Here, too, the state was involved only to the point of encouraging the Hospital to comply with its regulations controlling abuses in the Medicare and Medicaid programs. The Foundation's negative PSRO report of Carter's activities was made by area physicians applying local medical standards of care, diagnosis, and treatment. We perceive the Hospital's fear that the Foundation, acting as a PSRO, could terminate its Medicare and Medicaid payments because of inefficient health care no differently from the nursing home's fear in Blum that the State could impose penalties and deny Medicaid reimbursement for patients permitted to stay at the facility in violation of government criteria. Without more specific and egregious conduct by the Foundation and the Hospital, all of this takes Carter not much farther than Modaber, and his generalized allegation of "appeasement" is certainly no more than the ever-present threat of penalties present in Blum and recognized as "too slim" to comprise state action. The Hospital, like the nursing home in Blum, was not acting at the behest of the State.

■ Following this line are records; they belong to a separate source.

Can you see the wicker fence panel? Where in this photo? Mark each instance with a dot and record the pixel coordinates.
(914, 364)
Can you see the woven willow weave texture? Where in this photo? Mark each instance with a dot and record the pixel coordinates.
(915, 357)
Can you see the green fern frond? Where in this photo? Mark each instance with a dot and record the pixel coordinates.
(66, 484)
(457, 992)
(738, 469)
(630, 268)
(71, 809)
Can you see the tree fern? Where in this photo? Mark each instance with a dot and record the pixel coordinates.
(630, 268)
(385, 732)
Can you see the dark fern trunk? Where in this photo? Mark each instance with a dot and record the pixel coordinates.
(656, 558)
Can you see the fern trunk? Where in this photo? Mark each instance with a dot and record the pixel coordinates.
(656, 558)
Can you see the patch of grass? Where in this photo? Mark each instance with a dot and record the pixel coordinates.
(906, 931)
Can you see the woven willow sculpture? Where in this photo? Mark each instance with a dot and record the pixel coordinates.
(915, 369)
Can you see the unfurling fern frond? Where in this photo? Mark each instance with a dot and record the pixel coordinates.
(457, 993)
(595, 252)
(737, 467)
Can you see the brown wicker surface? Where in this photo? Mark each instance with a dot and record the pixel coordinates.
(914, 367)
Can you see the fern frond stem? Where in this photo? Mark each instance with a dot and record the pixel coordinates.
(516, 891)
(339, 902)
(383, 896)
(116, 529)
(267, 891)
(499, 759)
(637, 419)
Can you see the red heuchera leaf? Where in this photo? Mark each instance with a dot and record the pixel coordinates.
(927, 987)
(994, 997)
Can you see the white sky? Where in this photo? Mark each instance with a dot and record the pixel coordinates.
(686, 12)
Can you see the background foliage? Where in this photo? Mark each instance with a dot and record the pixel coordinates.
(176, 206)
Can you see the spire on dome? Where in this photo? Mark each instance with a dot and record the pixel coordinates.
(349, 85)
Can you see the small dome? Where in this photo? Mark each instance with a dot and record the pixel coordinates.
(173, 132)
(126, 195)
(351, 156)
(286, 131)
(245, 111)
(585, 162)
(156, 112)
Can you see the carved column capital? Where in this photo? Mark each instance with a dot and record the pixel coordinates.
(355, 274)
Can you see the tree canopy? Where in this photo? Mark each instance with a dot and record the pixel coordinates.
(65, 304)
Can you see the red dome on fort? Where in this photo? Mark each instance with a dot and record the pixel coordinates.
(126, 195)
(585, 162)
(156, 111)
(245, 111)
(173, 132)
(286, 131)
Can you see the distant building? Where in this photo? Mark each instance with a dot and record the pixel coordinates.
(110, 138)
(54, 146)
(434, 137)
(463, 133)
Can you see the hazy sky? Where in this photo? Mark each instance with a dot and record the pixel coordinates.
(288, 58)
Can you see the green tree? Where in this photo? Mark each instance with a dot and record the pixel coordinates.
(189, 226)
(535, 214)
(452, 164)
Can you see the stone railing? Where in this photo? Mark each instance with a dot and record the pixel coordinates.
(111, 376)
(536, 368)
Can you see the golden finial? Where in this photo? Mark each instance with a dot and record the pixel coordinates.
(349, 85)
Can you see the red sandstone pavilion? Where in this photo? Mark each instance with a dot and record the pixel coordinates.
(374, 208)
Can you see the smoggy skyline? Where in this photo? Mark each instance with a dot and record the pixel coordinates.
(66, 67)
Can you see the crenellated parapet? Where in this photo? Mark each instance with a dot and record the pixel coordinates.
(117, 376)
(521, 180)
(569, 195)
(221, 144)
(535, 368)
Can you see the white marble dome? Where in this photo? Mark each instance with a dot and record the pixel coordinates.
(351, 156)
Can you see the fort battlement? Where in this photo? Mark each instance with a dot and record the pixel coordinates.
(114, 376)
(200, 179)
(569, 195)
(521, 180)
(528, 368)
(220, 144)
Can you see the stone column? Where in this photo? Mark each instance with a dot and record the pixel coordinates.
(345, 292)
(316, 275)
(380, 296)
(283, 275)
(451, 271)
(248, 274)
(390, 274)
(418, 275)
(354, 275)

We conclude, therefore, that the Hospital's termination of Carter's professional privileges did not involve state action under the Fourteenth Amendment and that Carter failed to state a claim upon which relief may be granted under § 1983. See Flagg Brothers, Inc. v. Brooks, 436 U.S. 149, 56 L. Ed. 2d 185, 98 S. Ct. 1729 (1978). The district court should have granted the Hospital's motion to dismiss, although under the provisions of F. R. Civ. P. 12(b)(6), rather than F. R. Civ. P. 12(b)(1) as initially requested by the Hospital. See Dennis v. Hein, 413 F. Supp. 1137 (D.S.C. 1976) ((12(b)(1) motion treated as 12(b)(6) motion); see also York v. Story, 324 F.2d 450 (9th Cir. 1963). We, therefore, do not reach the issue of whether the court should have conducted an evidentiary hearing on the effect of the settlement agreement or whether the settlement agreement was a sufficient basis for dismissal. A district court's dismissal under Rule 12(b)(6) is, of course, with prejudice unless it specifically orders dismissal without prejudice. That determination is within the district court's discretion. Because we are affirming on Rule 12(b)(6) grounds which were not the basis for dismissal by the district court, we remand for its decision whether to dismiss with or without prejudice and express no thoughts on the merits of that determination.
AFFIRMED AND REMANDED FOR ENTRY OF DISMISSAL Order.
1. 42 U.S.C. § 1983 (1982).
2. 42 U.S.C. §§ 291, 291a and 291o-l (1982).
3. 42 U.S.C. § 1320c (1982).
4. S. Rep. No. 92-1230, 92d Cong., 2d Sess. 254-55 (1972).